“I think that soldier wanted me to find him for some reason.”
On Friday, 93-year-old WWII veteran Marvin Strombo will fly to Tokyo, Japan, to return a Japanese flag he took from a fallen enemy soldier during the 1944 battle in Saipan. The Associated Press reported:
Strombo knelt and pulled out a silk flag, all the space around the bright red emperor’s sun filled with elegant calligraphy. He hesitated, then took the flag and scrambled to reunite with his squadron as they entered the Japanese-held town of Garapan.
More than 70 years later, Strombo is returning the Japanese flag to his fallen enemy’s family. The 93-year-old arrives Friday in Tokyo, the first stop in a 10,000-mile (16,000-kilometer) journey into the remote mountainside to bring the keepsake back to the man’s home village — back to a brother and two sisters who could never say goodbye.
“I realized there were no bullets or shrapnel wounds, so I knew he was killed by the blast of a mortar,” Strombo recalled in Portland, Oregon, this week before boarding a flight to Japan.
Then, quietly: “I think that soldier wanted me to find him for some reason.”
The flags were a good-luck charm that linked Japanese soldiers to their loved ones and their call for duty.
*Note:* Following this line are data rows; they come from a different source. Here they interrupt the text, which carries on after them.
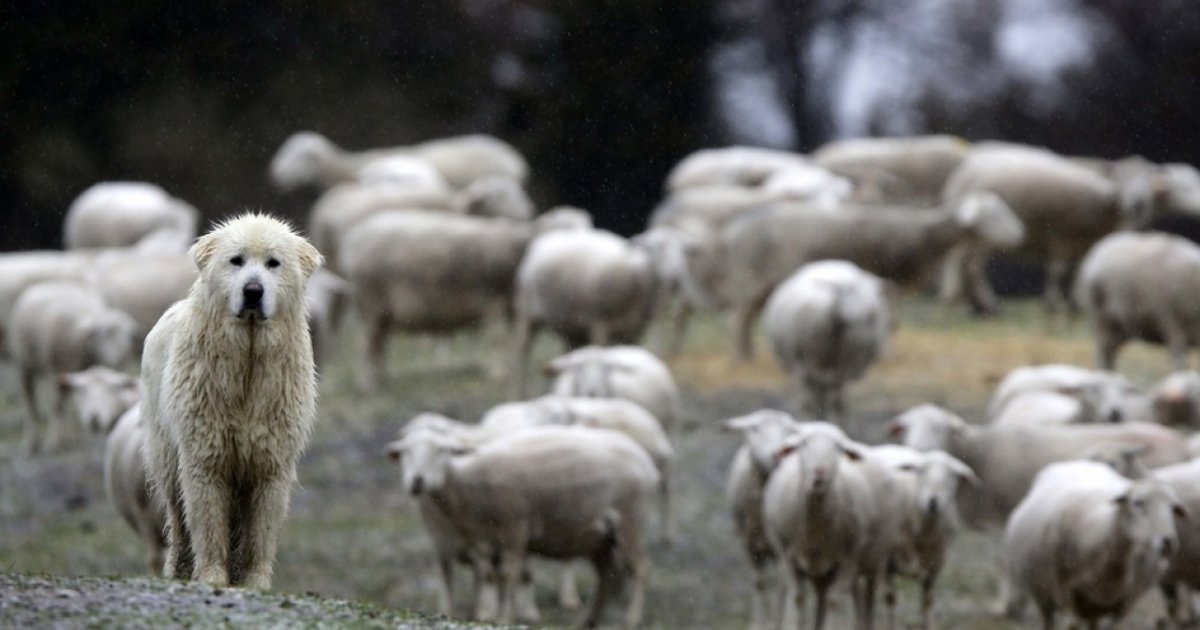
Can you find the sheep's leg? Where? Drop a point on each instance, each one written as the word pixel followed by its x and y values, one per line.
pixel 207 502
pixel 29 443
pixel 568 591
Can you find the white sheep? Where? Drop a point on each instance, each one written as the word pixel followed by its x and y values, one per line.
pixel 101 395
pixel 558 492
pixel 587 286
pixel 1089 541
pixel 119 214
pixel 63 327
pixel 1007 457
pixel 310 159
pixel 629 372
pixel 827 509
pixel 766 433
pixel 129 490
pixel 739 264
pixel 928 520
pixel 827 324
pixel 21 270
pixel 1140 286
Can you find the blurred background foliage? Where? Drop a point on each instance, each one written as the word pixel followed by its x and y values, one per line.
pixel 603 96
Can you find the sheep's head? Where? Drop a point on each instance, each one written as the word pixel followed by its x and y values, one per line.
pixel 101 395
pixel 990 219
pixel 304 159
pixel 927 427
pixel 424 457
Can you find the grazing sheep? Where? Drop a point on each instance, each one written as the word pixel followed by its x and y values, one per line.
pixel 629 372
pixel 1007 457
pixel 1141 286
pixel 101 395
pixel 911 169
pixel 587 286
pixel 737 166
pixel 1176 400
pixel 766 433
pixel 1072 205
pixel 343 207
pixel 827 324
pixel 739 264
pixel 119 214
pixel 21 270
pixel 928 519
pixel 63 327
pixel 1101 396
pixel 129 490
pixel 1090 541
pixel 231 396
pixel 827 508
pixel 431 273
pixel 557 492
pixel 309 159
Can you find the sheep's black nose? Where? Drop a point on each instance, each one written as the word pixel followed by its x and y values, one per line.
pixel 252 293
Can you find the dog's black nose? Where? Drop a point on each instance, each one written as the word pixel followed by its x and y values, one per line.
pixel 252 293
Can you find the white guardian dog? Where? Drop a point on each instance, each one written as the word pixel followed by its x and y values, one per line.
pixel 231 396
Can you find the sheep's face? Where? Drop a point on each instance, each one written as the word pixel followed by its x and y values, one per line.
pixel 101 396
pixel 301 160
pixel 1147 513
pixel 256 267
pixel 990 219
pixel 109 337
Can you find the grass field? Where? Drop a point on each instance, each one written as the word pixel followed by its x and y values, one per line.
pixel 353 534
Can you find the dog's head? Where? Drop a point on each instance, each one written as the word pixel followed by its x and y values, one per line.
pixel 256 265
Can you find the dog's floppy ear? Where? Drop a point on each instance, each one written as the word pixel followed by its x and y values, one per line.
pixel 203 250
pixel 309 257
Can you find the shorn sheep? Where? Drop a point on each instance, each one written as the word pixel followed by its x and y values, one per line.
pixel 827 324
pixel 119 214
pixel 231 396
pixel 63 327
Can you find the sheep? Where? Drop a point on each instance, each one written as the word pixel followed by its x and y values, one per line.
pixel 119 214
pixel 558 492
pixel 1140 286
pixel 587 286
pixel 325 297
pixel 629 372
pixel 309 159
pixel 766 432
pixel 63 327
pixel 21 270
pixel 1072 205
pixel 429 271
pixel 1007 457
pixel 129 490
pixel 827 324
pixel 1102 396
pixel 1090 541
pixel 739 264
pixel 343 207
pixel 928 519
pixel 1176 400
pixel 911 169
pixel 615 414
pixel 101 395
pixel 742 166
pixel 827 509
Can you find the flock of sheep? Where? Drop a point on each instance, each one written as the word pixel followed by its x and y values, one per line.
pixel 1097 496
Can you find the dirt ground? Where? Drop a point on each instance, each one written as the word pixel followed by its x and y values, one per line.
pixel 352 534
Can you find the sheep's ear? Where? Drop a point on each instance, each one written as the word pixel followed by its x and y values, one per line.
pixel 309 257
pixel 203 250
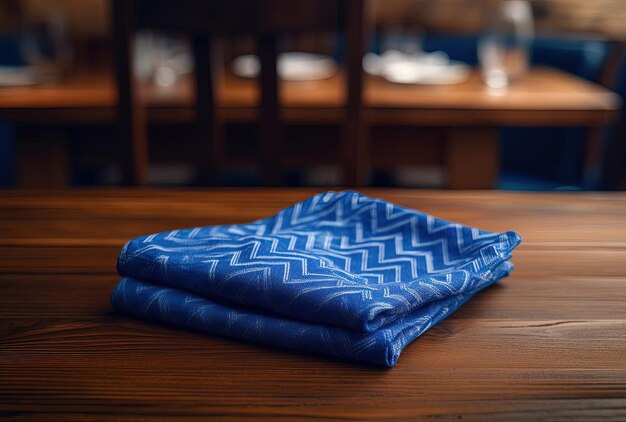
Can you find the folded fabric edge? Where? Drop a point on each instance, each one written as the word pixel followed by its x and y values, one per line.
pixel 487 260
pixel 382 347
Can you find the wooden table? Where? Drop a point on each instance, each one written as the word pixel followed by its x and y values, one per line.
pixel 548 343
pixel 470 112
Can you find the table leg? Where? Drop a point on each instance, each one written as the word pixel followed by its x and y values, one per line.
pixel 472 158
pixel 42 158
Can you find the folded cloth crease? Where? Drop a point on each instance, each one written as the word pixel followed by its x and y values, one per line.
pixel 339 273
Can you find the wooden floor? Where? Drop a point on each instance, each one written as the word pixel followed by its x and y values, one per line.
pixel 549 343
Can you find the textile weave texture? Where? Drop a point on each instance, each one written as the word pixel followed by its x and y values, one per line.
pixel 340 273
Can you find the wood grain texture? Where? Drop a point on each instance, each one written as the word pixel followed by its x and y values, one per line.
pixel 546 97
pixel 548 343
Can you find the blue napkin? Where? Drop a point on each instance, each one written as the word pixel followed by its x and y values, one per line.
pixel 339 273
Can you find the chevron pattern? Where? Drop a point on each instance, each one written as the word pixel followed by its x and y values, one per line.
pixel 340 259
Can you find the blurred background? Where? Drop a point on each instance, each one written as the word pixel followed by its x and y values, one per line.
pixel 510 94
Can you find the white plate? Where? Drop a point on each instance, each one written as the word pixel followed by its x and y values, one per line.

Some were signed by hundreds of classmates, neighbors and relatives.
Allied troops frequently took them from the bodies of their enemies as souvenirs. They have a deep significance because most Japanese families never learned how their loved ones died and never received remains.
Strombo tried to return the flag over the years, but couldn’t get anywhere until 2012:
Then, in 2012, the son of his former commanding officer contacted him about a book he was writing on the platoon.
Through him, Strombo reached out to the Obon Society, a nonprofit in Oregon that helps U.S. veterans and their descendants return Japanese flags to the families of fallen soldiers.
Within a week, researchers found it belonged to Yasue Sadao by reading the script on the flag. They traced the corporal to a tea-growing village of about 2,400 people in the mountains roughly 200 miles (340 kilometers) west of Tokyo.
The calligraphy turned out to be the signatures of 180 friends and neighbors who saw Yasue off to war in Higashi Shirakawa, including 42 of his relatives. Seven of the original signatories are still alive, including Yasue’s 89-year-old brother and two sisters.
When researchers contacted Yasue’s brother by phone, he asked if the person who had his brother’s flag was the same one who found it so many years ago, said Rex Ziak, who co-founded the Obon Society with his Japanese wife, Keiko.
“There was just silence on the line and then he asked, ‘Do you imagine he knows how my brother died and where he died?'” Ziak recounted. “And that’s when we realized that this person is very much alive in that family and this mystery of what happened to him is very much alive.”